What Tom doesn’t tell Jamie is that the animals his team cares for aren’t here on Earth. Not our Earth, at least. In an alternate dimension, massive dinosaur-like creatures named Kaiju roam a warm, human-free world. They are the biggest and most dangerous pandas in the universe and they are in trouble.
It’s not just the Kaiju Preservation Society that has found its way to the alternate world. Others too. And their negligence could cause the death of millions of people on our Earth.
• “Mom and Mom and Me in the Middle” by Nina LaCour. From Candlewick.
For a little girl, there’s no place she’d rather be than sitting between mum and mum. So when mom goes on a business trip, it’s hard to find a good seat at the table. As the days pass, Mom takes her to the library, they watch movies and all talk on the phone, but she still misses Mom as deep as the ocean and as high as an astronaut in the stars.
Passing in front of a beautiful garden, the young girl has an idea. . . but when mom finally comes home, it takes her a minute to shake off the feeling of emptiness she’s felt all week before leaning in for a kiss. Michael L. Printz Award winner Nina LaCour thoughtfully tells the familiar and touching story of a child who misses a parent, illustrated by Kaylani Juanita, whose distinctive style brings charm and playfulness to this charming family of three people.
• “How to Dress a Dinosaur” by Robin Currie.
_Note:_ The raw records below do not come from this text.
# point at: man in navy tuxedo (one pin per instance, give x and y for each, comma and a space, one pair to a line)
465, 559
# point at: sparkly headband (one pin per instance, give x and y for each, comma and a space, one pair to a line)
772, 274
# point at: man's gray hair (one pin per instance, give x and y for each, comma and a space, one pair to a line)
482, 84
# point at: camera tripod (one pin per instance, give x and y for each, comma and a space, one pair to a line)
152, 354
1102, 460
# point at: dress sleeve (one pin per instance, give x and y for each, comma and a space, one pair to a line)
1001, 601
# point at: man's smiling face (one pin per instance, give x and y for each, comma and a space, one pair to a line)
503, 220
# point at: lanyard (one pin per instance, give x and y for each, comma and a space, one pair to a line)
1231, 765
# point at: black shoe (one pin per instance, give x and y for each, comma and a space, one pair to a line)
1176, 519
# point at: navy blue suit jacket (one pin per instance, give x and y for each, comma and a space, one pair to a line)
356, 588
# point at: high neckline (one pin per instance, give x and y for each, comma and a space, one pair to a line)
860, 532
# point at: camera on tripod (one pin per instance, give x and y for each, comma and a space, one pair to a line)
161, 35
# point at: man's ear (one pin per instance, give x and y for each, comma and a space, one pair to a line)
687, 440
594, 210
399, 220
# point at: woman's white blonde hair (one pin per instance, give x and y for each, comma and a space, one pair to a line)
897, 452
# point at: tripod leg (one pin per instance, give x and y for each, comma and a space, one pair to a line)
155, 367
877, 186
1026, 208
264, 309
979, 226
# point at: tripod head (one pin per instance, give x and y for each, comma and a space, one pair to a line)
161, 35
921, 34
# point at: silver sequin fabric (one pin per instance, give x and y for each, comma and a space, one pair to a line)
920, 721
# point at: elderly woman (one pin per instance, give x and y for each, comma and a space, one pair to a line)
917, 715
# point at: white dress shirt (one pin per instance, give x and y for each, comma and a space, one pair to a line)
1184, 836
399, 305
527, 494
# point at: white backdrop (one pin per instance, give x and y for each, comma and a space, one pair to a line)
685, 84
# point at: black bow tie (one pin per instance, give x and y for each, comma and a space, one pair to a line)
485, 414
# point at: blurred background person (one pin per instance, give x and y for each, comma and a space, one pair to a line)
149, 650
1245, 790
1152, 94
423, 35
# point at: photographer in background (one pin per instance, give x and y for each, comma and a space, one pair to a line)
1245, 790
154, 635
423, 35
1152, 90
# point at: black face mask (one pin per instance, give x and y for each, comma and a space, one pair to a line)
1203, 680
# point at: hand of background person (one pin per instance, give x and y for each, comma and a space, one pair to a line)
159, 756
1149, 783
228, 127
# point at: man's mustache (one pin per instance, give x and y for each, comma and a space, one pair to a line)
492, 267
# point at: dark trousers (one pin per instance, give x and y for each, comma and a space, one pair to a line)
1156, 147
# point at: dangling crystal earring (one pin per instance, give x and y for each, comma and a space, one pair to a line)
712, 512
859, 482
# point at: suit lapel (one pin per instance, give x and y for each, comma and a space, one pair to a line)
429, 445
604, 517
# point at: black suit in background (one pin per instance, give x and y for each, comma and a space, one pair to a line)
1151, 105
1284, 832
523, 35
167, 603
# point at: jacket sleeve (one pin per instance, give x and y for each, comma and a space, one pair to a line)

From Family.
“ROAR! Dinosaurs don’t wear shirts!
Every parent knows the difficulty of dressing a child and taking him outside. But with a cast of hilariously styled dinosaurs to teach toddlers to stomp pant legs and claw into shirts, dressing up becomes fun. With this playful sidekick to How To Train A Dinosaur potty training, your little dinosaur lover will ask you to have fun and dress up like a dinosaur!